Mais où sont les neiges d'antan?
That white stuff from yesteryear is in your memory, of course. And only there. There could hardly be a better metaphor for all things ephemeral and fleeting than former snow. The interesting question, though, is how we feel about such impermanence. On the one hand, "les neiges" are now water under the bridge, done and dusted, yesterday's news, or, to return to our metaphor, Schnee von gestern (yesterday's snow) as the Germans might say. We screw up the lunch bag, toss it into the bin, and move on.
Or do we? Some of us instead of letting go feel a sense of loss and a longing to return to the past — or for the past to return to us, which might not be the same thing. We call this nostalgia; although properly, I suppose, it should be "nostalgia for the past," because the word is a made-up term from borrowed Greek (nóstos – homecoming + álgos – ache) meaning literally "homesickness." And there's a whole lot of nostalgia going round right now.
Of course, at this time of year we work our emotions up to a fine frenzy, which, because feelings have no clocks, connects us quite directly with white Christmases of the past, complete with sleigh bells and presents wrapped under the tree, etc. etc. But seasonal nostalgia apart, I find it curious how much the past is nowadays made into something to venerate or at least to affect to prefer. We glaze the memory with a saccharine filter a lot of the time.
I recently came across a perfect illustration of such a hankering after what's binned and gone. It's a website to which people send requests for help in tracking down recipes for dishes they remember fondly. The site, hungrybrowser.com, is run by an Uncle Phaedrus, "consulting detective and finder of lost recipes." It's been running since 2000, which is kind of nostalgic all on its own; and the design, or rather the lack of it, drops it squarely into the web's early days, which is powerfully nostalgic. Too, there's the choice of a pseudonym that dates back to Plato. For all that, it's refreshing to see Phaedrus admit to striking out as much as he does; there's no energetic forcing of success here of the kind you might find in some websites today. The recipes sought tend to hail from a time when Woolworth's lived and Horn and Hardart made sticky buns. Which doesn't make them bad, of course — just gone.

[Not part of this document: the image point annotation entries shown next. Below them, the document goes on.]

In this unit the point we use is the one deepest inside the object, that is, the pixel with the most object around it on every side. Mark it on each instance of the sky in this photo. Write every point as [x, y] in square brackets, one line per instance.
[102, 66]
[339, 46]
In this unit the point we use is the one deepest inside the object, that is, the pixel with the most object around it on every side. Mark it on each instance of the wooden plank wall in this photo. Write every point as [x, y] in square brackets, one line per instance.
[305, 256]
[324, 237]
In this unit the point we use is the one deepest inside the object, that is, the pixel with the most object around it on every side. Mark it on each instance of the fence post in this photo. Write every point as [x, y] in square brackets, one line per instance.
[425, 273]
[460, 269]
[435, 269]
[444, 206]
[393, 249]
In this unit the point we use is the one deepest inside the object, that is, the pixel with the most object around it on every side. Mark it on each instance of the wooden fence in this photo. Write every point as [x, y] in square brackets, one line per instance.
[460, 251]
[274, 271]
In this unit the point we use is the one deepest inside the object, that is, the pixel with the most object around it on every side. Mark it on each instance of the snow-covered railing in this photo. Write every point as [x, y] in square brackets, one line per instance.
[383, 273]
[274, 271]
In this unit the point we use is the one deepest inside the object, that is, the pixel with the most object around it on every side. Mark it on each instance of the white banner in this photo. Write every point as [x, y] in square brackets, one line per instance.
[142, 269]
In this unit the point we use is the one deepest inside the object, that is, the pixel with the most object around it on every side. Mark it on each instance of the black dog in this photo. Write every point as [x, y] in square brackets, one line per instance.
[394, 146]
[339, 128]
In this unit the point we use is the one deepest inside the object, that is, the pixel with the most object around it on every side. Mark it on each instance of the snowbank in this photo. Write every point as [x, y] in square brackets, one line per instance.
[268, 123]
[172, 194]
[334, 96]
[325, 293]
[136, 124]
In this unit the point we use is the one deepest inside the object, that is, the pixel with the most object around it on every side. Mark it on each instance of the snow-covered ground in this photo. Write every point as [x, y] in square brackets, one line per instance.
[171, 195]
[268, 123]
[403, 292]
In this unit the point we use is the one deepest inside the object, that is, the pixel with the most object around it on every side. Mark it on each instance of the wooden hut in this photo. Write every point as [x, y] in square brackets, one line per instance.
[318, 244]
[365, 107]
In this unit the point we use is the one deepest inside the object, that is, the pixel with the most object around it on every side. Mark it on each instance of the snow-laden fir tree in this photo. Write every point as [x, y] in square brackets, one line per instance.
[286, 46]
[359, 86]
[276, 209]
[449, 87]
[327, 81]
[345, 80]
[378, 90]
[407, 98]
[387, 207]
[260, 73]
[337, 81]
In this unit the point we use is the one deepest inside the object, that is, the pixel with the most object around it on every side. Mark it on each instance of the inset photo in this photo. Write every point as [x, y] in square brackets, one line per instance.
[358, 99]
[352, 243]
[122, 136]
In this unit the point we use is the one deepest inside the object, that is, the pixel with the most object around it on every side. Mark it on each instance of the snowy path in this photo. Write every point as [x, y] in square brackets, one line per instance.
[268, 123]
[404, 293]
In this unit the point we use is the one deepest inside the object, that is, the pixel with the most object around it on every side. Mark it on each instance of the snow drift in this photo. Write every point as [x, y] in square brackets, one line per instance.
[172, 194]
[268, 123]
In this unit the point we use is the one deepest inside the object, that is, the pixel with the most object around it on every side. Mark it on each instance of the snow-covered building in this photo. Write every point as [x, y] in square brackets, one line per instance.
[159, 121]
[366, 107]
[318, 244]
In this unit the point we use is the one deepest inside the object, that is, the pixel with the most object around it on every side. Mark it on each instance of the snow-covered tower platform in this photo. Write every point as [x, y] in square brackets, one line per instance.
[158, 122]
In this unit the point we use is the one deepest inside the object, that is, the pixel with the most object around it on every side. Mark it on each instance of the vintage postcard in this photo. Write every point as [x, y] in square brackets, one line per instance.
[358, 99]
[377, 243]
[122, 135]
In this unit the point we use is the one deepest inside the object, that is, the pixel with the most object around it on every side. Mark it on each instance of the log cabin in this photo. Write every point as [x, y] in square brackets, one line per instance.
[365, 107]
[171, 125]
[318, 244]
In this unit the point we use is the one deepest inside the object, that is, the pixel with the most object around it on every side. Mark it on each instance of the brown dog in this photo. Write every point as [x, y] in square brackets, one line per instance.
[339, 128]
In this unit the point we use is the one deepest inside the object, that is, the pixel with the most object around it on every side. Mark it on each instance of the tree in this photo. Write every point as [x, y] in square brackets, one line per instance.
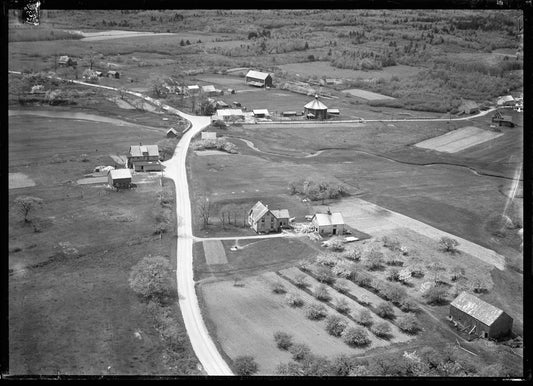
[448, 244]
[382, 329]
[151, 278]
[283, 340]
[245, 365]
[409, 324]
[385, 310]
[335, 325]
[26, 205]
[355, 336]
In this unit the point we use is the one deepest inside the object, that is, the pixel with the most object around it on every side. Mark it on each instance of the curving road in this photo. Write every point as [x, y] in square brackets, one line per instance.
[203, 346]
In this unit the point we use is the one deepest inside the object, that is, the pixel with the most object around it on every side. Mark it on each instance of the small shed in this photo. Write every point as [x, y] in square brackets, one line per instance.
[172, 133]
[328, 223]
[316, 109]
[476, 316]
[113, 74]
[258, 79]
[261, 113]
[119, 178]
[503, 120]
[469, 107]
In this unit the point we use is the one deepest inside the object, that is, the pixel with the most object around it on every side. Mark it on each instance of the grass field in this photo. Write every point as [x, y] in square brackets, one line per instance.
[71, 308]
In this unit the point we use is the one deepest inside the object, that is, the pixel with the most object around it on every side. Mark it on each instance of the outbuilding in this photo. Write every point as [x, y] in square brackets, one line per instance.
[258, 79]
[172, 133]
[328, 223]
[316, 109]
[144, 158]
[478, 317]
[119, 178]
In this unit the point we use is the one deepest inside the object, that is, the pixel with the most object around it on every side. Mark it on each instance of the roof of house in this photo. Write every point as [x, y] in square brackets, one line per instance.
[209, 88]
[117, 174]
[137, 151]
[260, 112]
[324, 219]
[477, 308]
[257, 74]
[258, 211]
[281, 213]
[229, 112]
[315, 104]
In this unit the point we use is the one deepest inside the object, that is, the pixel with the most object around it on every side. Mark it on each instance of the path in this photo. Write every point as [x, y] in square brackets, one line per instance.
[203, 345]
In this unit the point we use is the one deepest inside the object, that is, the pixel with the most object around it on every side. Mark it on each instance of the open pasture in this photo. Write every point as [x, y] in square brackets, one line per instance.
[459, 140]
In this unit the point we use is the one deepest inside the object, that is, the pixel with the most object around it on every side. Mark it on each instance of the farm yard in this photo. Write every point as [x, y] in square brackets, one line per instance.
[413, 212]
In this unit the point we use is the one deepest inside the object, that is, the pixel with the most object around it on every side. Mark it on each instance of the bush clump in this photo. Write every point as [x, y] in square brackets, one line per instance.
[355, 336]
[335, 325]
[283, 340]
[315, 311]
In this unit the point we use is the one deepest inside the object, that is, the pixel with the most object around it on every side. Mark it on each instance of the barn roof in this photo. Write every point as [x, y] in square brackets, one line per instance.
[118, 174]
[257, 74]
[229, 112]
[137, 151]
[258, 211]
[325, 219]
[260, 112]
[315, 104]
[281, 213]
[477, 308]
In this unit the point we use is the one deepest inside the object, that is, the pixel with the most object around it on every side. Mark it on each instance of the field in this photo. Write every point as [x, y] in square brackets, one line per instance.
[459, 140]
[71, 308]
[325, 69]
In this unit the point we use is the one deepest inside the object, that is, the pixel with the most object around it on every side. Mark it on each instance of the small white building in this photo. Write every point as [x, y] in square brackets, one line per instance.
[328, 223]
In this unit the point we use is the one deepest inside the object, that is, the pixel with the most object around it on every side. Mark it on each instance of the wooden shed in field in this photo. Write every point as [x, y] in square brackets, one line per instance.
[258, 79]
[316, 109]
[328, 223]
[478, 317]
[119, 178]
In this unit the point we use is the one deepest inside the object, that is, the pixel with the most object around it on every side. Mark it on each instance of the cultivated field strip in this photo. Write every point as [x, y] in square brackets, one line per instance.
[458, 140]
[397, 335]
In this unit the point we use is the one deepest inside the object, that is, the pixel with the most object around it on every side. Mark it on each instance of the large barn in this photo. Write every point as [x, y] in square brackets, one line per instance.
[475, 316]
[316, 109]
[258, 79]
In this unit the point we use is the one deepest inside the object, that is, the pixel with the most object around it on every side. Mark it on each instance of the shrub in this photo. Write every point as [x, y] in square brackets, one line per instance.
[278, 288]
[324, 275]
[385, 310]
[151, 278]
[409, 324]
[381, 329]
[315, 311]
[245, 365]
[393, 274]
[283, 340]
[335, 325]
[364, 318]
[409, 305]
[436, 295]
[355, 336]
[294, 300]
[321, 292]
[300, 280]
[341, 305]
[448, 244]
[300, 351]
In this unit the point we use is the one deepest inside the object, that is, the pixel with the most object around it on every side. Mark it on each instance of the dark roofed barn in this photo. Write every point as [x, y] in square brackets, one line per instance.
[477, 317]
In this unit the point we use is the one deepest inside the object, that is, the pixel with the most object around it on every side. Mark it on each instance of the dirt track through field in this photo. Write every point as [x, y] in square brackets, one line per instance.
[372, 218]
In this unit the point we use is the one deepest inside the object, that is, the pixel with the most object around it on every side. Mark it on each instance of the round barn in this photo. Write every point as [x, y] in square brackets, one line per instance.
[316, 109]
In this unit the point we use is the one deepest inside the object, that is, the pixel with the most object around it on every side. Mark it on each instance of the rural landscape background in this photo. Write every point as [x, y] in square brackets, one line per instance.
[274, 305]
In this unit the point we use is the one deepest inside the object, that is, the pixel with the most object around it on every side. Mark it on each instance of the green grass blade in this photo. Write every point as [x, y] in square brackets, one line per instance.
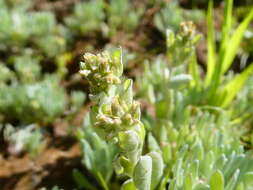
[226, 26]
[232, 88]
[210, 44]
[234, 42]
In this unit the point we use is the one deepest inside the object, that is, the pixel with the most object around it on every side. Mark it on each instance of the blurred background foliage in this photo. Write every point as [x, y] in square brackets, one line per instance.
[41, 44]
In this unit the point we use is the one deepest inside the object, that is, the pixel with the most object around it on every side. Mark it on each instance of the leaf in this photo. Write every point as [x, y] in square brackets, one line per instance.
[217, 181]
[188, 185]
[128, 185]
[142, 173]
[157, 168]
[102, 181]
[81, 180]
[233, 87]
[232, 182]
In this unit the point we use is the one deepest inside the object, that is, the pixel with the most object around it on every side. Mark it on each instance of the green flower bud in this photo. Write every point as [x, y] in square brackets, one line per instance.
[157, 168]
[129, 140]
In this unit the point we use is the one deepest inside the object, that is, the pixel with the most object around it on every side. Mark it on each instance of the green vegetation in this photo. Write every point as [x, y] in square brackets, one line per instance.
[162, 113]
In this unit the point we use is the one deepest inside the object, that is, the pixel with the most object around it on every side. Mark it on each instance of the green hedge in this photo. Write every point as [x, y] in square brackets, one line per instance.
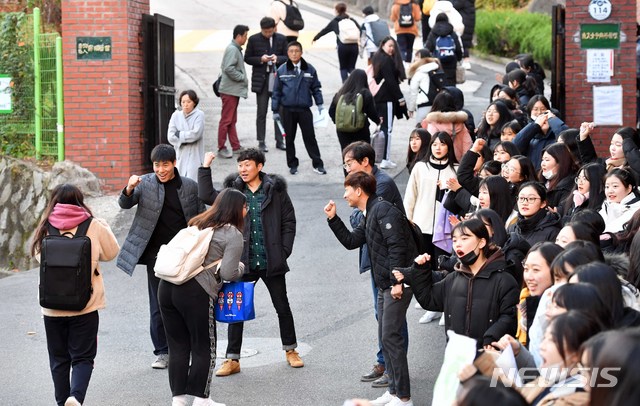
[511, 32]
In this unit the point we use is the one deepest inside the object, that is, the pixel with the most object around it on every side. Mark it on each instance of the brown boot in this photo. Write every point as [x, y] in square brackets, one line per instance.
[230, 367]
[294, 359]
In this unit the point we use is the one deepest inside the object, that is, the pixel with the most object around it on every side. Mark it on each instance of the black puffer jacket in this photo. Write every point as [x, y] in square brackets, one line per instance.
[543, 226]
[388, 236]
[481, 306]
[258, 45]
[277, 214]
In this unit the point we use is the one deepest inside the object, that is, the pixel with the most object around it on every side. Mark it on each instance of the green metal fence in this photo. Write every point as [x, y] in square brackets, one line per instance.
[34, 121]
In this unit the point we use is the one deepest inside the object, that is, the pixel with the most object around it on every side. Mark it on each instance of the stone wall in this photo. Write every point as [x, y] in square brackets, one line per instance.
[24, 193]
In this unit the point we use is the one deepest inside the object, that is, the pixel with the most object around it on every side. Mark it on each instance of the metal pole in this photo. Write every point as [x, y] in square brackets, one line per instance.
[37, 101]
[59, 99]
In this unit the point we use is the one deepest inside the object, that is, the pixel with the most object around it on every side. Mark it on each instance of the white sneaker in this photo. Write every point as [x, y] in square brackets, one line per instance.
[383, 400]
[205, 402]
[180, 400]
[398, 402]
[429, 316]
[386, 164]
[72, 401]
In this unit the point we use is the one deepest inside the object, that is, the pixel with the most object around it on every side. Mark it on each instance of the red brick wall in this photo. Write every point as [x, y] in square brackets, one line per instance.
[579, 92]
[103, 104]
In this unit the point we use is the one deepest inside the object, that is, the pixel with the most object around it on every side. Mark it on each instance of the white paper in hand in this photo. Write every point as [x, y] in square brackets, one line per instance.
[460, 351]
[320, 119]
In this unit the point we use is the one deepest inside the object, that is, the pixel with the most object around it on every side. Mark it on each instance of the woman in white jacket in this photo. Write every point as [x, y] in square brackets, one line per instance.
[622, 199]
[186, 130]
[426, 188]
[419, 83]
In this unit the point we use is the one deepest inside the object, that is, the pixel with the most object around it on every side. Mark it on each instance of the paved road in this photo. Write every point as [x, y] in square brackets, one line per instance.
[331, 302]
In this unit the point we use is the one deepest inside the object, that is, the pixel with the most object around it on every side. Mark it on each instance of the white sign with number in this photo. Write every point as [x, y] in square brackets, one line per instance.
[600, 9]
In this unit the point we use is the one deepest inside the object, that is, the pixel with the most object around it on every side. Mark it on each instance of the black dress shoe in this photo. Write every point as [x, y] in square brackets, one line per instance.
[376, 372]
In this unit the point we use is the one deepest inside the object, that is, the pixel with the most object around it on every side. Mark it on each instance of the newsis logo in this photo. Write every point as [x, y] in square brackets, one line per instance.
[555, 377]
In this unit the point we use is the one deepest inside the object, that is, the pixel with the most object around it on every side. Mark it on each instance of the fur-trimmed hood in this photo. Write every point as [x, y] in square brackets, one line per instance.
[278, 183]
[447, 117]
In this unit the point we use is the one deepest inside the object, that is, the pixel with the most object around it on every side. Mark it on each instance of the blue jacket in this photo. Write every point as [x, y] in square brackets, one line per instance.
[531, 140]
[294, 92]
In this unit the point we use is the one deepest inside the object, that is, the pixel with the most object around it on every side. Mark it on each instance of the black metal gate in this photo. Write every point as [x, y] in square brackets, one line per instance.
[158, 88]
[557, 61]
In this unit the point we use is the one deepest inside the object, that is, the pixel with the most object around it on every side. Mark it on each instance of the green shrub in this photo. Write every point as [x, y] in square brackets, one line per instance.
[511, 32]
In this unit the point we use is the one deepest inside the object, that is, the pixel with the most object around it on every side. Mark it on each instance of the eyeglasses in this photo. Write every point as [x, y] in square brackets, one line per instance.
[348, 163]
[509, 169]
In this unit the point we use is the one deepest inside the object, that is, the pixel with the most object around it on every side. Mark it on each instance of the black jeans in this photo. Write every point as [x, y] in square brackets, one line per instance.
[187, 312]
[262, 99]
[72, 343]
[347, 58]
[290, 121]
[277, 286]
[392, 318]
[156, 327]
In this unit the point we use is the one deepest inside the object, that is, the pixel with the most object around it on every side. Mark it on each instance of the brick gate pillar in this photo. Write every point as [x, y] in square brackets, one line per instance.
[103, 71]
[579, 92]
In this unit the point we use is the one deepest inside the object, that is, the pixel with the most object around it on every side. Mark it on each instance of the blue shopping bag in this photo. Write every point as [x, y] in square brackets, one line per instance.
[235, 302]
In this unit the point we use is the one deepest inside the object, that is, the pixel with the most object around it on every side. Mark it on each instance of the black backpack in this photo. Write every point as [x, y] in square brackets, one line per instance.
[293, 20]
[65, 269]
[406, 15]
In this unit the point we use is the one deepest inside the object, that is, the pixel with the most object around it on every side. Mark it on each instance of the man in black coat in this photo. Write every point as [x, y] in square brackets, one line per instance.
[387, 233]
[265, 51]
[269, 231]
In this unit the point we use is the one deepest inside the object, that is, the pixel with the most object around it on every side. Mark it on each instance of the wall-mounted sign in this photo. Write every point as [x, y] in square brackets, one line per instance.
[5, 94]
[600, 36]
[93, 48]
[600, 9]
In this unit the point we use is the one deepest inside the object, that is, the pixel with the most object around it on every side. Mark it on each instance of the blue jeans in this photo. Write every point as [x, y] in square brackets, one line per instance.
[405, 329]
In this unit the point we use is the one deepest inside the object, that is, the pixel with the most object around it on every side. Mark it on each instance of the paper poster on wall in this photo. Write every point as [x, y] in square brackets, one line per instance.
[607, 105]
[599, 65]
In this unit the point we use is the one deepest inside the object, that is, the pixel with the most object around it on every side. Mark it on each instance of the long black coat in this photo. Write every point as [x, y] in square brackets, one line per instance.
[388, 236]
[277, 214]
[258, 45]
[481, 306]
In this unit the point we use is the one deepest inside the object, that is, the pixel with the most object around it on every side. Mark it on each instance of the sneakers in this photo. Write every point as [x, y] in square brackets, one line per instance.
[383, 400]
[381, 382]
[205, 402]
[293, 358]
[429, 316]
[162, 362]
[225, 153]
[230, 367]
[398, 402]
[386, 164]
[72, 401]
[376, 372]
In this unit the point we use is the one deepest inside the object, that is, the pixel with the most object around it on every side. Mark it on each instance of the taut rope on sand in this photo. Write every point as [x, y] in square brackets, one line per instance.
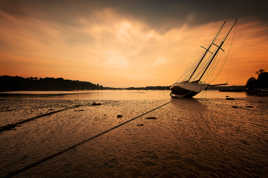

That's straight-out nostalgia for the past. But now we're seeing a fake nostalgia as well — and I mean actually seeing. A number of smart phone camera apps have sprung up to let you turn your very modern pixel snap into the simulacrum of a faded paper print from a Kodak Brownie. All the faults of a photo such as the one below, which actually dates from 1958, are now regarded as desirable:
There are lots of theories around as to why, pictorially at least, we're unhappy with the perfection of the present, ranging from the view that our notion of authenticity is slow in catching up with technology, and still uses paper as the touchstone, to the argument that young people who use smart phones and these "aging" apps, in the words of Will Self, "have so little by way of personal history that they polish it up and make it shine like a treasured heirloom."
Perhaps because, like Will, I've got a considerable stock of personal past, I'm more interested in the novel things that photography can do. There's a stunning example of that, placed on the web by the Guardian, in this huge — and I mean huge: 2 billion pixels — panoramic photograph of Mount Everest and surroundings. This is full screen territory if ever there was such a thing. The detail is amazing.
Now this ties in with my beginning, of course, because of the snow in the Himalayas photo. But I can do better than that. The reason the very word nostalgia got invented in 1688 was as a diagnosis for a homesickness suffered by Swiss mercenaries fighting in France who missed their mountains. We've learned to say Schadenfreude. Perhaps it's time to learn Schweizerheimweh as well.